The Family & Youth Institute, or The FYI, is a well-known Muslim organization in the United States. It works to promote mental health and wellness by strengthening and empowering individuals, families, and communities through research and education. It has been working for many years to bring Islamic perspectives to understanding and promoting mental health in our communities.

It is dedicated to serving and supporting Muslims – safeguarding our deen, our families, and our future generations. Therefore, the work of The FYI comes in the category of ‘fi sabeelillah’ or the Path of Allah, within the eight categories where Zakat money can be used.

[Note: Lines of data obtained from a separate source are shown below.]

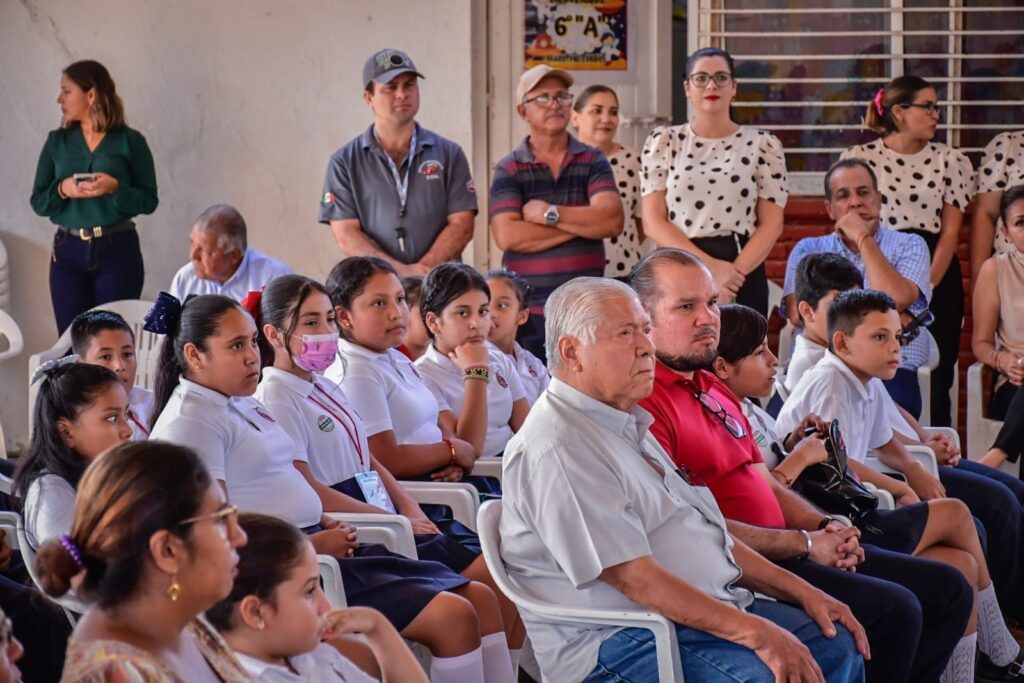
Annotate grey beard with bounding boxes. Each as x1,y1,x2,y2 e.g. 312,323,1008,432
655,348,718,373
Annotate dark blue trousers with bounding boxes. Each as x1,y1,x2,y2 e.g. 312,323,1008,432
50,229,145,334
939,459,1024,621
780,545,974,683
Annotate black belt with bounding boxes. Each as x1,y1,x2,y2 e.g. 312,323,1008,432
57,220,135,242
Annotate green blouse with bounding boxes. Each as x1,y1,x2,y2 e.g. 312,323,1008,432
32,125,159,229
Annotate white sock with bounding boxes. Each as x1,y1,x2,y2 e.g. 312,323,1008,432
978,584,1021,667
939,633,978,683
480,631,515,683
430,647,483,683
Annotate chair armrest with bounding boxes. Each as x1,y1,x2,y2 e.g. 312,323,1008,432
324,512,420,560
471,456,504,481
401,479,480,531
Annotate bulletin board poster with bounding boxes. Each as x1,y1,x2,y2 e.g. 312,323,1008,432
524,0,628,71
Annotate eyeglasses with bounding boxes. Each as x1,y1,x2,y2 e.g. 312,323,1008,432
900,102,942,116
178,505,239,526
896,308,935,346
693,391,746,438
522,92,572,106
686,71,732,90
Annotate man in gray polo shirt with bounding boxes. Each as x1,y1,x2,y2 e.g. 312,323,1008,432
500,278,867,681
319,49,476,275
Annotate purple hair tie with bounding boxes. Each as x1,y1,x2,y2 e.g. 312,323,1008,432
60,533,85,571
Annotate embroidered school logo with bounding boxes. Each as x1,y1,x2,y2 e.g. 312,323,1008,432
420,159,444,180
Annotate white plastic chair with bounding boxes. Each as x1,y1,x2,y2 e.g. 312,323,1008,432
967,362,1019,474
29,299,164,433
477,501,683,683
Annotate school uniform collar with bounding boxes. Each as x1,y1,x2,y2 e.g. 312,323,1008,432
178,375,231,408
818,350,870,400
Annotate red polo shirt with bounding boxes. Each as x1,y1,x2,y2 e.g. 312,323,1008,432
640,362,785,528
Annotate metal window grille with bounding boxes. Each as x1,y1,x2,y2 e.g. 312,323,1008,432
687,0,1024,195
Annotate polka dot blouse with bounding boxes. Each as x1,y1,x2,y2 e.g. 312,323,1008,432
640,124,788,240
604,144,640,278
842,138,974,233
977,130,1024,254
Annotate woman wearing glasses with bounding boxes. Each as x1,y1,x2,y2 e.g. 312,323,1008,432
640,47,788,314
842,76,974,427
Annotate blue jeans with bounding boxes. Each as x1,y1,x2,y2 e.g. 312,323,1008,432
585,599,864,683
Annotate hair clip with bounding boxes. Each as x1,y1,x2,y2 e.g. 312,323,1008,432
142,292,182,335
29,353,80,386
60,533,85,571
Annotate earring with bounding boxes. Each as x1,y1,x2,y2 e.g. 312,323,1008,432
167,574,181,602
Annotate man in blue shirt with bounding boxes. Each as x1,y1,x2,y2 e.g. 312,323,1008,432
782,159,932,418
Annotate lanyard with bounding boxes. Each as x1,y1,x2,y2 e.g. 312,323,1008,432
308,384,366,467
374,126,416,218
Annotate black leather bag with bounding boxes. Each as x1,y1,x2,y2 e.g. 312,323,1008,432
793,420,881,533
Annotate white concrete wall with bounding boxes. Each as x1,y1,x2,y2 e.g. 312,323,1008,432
0,0,487,454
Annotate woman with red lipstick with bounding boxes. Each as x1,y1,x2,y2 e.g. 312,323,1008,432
36,441,251,683
842,76,974,427
640,47,788,314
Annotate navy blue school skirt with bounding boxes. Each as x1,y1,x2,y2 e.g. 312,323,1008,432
331,477,482,573
302,524,469,631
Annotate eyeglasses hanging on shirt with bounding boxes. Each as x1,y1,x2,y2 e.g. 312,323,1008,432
374,126,416,254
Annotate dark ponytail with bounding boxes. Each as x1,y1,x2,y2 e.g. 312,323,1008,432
150,294,244,429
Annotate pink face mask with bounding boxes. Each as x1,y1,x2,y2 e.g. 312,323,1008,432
292,332,338,373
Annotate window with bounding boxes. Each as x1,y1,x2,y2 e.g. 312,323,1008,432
688,0,1024,195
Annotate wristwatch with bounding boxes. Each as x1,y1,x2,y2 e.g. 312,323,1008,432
544,204,561,226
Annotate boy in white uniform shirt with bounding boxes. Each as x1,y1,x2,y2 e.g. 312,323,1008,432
70,310,156,441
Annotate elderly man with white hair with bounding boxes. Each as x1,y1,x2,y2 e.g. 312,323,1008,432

Zakah expenditures are only for the poor and for the needy and for those employed for it and for bringing hearts together [for Islam] and for freeing captives [or slaves] and for those in debt and for the cause of Allah, and for the [stranded] traveler – an obligation [imposed] by Allah, And Allah, is Knowing and Wise.”
(Al-Tawbah 9:60)

According to scholars who widen the meaning of fee sabeelillah to include any activities that promote Islamic growth, The FYI is indeed eligible to receive part of the Zakat funds for its programs and services. I urge Muslims in America to support this organization through their donations, general charity, and through their Zakat. I ask Allah swt to strengthen and guide The FYI to continue its good work in supporting Muslims.

Shaikh Ali Suleiman Ali, PhD

About Shaikh Ali

Sh. Ali Suleiman Ali was born in Ghana where he spent his childhood studying with various Muslim scholars. He then moved to Saudi Arabia and enrolled in the Islamic University of Madina.  He graduated with a degree in both Arabic and Islamic Studies. Dr. Ali went on to complete his Ph.D. in Islamic Studies at the University of Michigan, Ann Arbor.

Sh. Ali serves on the Advisory Council of The Family & Youth Institute. He is the Senior Imam and Director of the Muslim Community of Western Suburbs in Canton, Michigan. Additionally, he serves as the Director of Muslim Family Services in Detroit and is a council member of the Fiqh Council of North America (FCNA). He is also a member of the North American Imams Federation (NAIF) and the Association of Muslim Jurists of America (AMJA).